Member of the Puerto Rico Senate from the Carolina district
- In office January 2, 2017 – January 2, 2021

President of the Municipal Assembly of Loíza, Puerto Rico
- In office 2012–2016

Personal details
- Born: July 24, 1958 (age 67) Loíza, Puerto Rico
- Party: New Progressive Party (PNP)
- Other political affiliations: Republican
- Alma mater: Universidad del Este Mizpa Pentecostal University

= Nayda Venegas =

Puerto Rican politician

Nayda Venegas Brown (born July 24, 1958) is a Puerto Rican politician affiliated with the New Progressive Party (PNP). She was a member of the Puerto Rico Senate, from 2017 to 2021, representing Carolina Senatorial district.

==Early years and studies==
Nayda Venegas Brown was born on July 24, 1958, the daughter of boxer Juan Evangelista Venegas who was the first Olympic medalist from Puerto Rico, and his wife Hilda Brown Quiñones.

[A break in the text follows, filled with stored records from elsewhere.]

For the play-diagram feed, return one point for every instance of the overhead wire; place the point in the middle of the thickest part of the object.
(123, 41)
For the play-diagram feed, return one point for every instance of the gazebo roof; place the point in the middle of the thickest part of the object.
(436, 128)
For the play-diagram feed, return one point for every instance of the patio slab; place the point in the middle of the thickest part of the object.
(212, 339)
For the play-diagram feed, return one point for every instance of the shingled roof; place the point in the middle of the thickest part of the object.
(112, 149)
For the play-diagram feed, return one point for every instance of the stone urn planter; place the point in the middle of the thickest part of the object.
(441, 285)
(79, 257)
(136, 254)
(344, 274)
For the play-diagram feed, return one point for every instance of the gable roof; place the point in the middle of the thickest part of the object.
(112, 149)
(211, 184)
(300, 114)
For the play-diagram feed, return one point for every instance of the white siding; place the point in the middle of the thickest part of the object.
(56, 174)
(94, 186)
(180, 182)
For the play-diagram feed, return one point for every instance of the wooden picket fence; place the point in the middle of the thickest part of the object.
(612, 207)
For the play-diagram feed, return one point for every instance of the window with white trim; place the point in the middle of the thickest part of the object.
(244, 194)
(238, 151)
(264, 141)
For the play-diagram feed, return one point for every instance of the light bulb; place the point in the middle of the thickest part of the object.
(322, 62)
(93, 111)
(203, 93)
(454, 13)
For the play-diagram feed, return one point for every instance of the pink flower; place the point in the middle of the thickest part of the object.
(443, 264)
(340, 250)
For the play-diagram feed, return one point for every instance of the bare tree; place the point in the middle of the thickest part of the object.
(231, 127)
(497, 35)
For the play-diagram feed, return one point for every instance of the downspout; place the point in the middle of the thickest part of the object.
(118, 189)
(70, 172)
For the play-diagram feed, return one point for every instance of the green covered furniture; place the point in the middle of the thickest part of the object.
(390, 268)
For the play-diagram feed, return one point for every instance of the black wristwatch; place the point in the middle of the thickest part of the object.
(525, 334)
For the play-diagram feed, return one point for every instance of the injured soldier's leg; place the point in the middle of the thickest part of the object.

She studied administration and secretarial science at Instituto de Banca y Comercio, Criminal Justice at Universidad del Este, of the Ana G. Méndez University System in Carolina, Puerto Rico, and theology at the Mizpa Pentecostal University in San Juan, Puerto Rico.

==Political career==
Nayda Venegas Brown was the President of the Municipal legislature of Loiza until December 31, 2016. In the 2016 election, she was elected as one of the Senator for the Carolina District.

In 2018, she introduced Project 950, a bill that regulates abortion.